Of course, I could be wrong. Maybe thinking has become so passé.

Saturday, 18 February 2012

Ancient and Modern

We went to Winchester yesterday, with half a mind to enjoy a change of scene, and the other half anticipating a free exhibition dealing with the Romans and their time spent in the locale.

As it turned out, chicken bites, chips and beans had a stronger calling than antiquity, as far as our three granddaughters were concerned. It was undoubtedly ill-timed, to arrive at the City Museum around lunchtime. Still, the girls demolished their lunch, and the adults fuelled up on cream of vegetable soup, rolls, and over-priced coffee. Although, the woman on an adjoining table was taking it too far when she sent the coffee back twice, because it wasn't hot enough.

Like many Cathedral Cities, Winchester has a dazzling array of trendy shop fronts, smiling out at passers-by from its time-worn, architectural gums. A statue of King Alfred has been waiting, too far from the bus station, for as long as I can remember, while the pedestrian traffic always seems to be entirely composed of people at lunch. You get the feeling that a whistle may sound at anytime, and you'd find yourself alone in the street.

Thank goodness for chimes of reality, such as the moment when one of the twins deposited her own small designer puddle on the floor in Cath Kidston's.
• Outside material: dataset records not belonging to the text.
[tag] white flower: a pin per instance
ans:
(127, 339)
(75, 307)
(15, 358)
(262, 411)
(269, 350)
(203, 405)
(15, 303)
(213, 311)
Then the rush to clean up and leave for the relative privacy of a side-alley where a quick costume change took place before our car park ticket expired.

Saturday, 11 February 2012


Given the temperatures we're experiencing, it was fitting that The Russian State Ballet and Orchestra of Siberia performed The Nutcracker for us this afternoon, under the artistic direction of Sergei Bobrov.

With SW in mind, we had booked a box. Just a little more room for a five year old to fidget in, with minimum disturbance to others. In the event, she was transfixed, along with the rest of us.

I don't pretend to know much about ballet, but I do understand colour and movement, particularly when it springs from a rich musical palette. I can't remember the last time when my emotions took a surprise turn, bumping and tilting across the spectrum, calling in for smiles, raised spirits and a lump in the throat for good measure.

When the house lights went up, my eyes turned to the 'gods', or upper circle. It seemed bizarre to think, that in the 70s, we regularly claimed that part of the theatre for less than a fiver.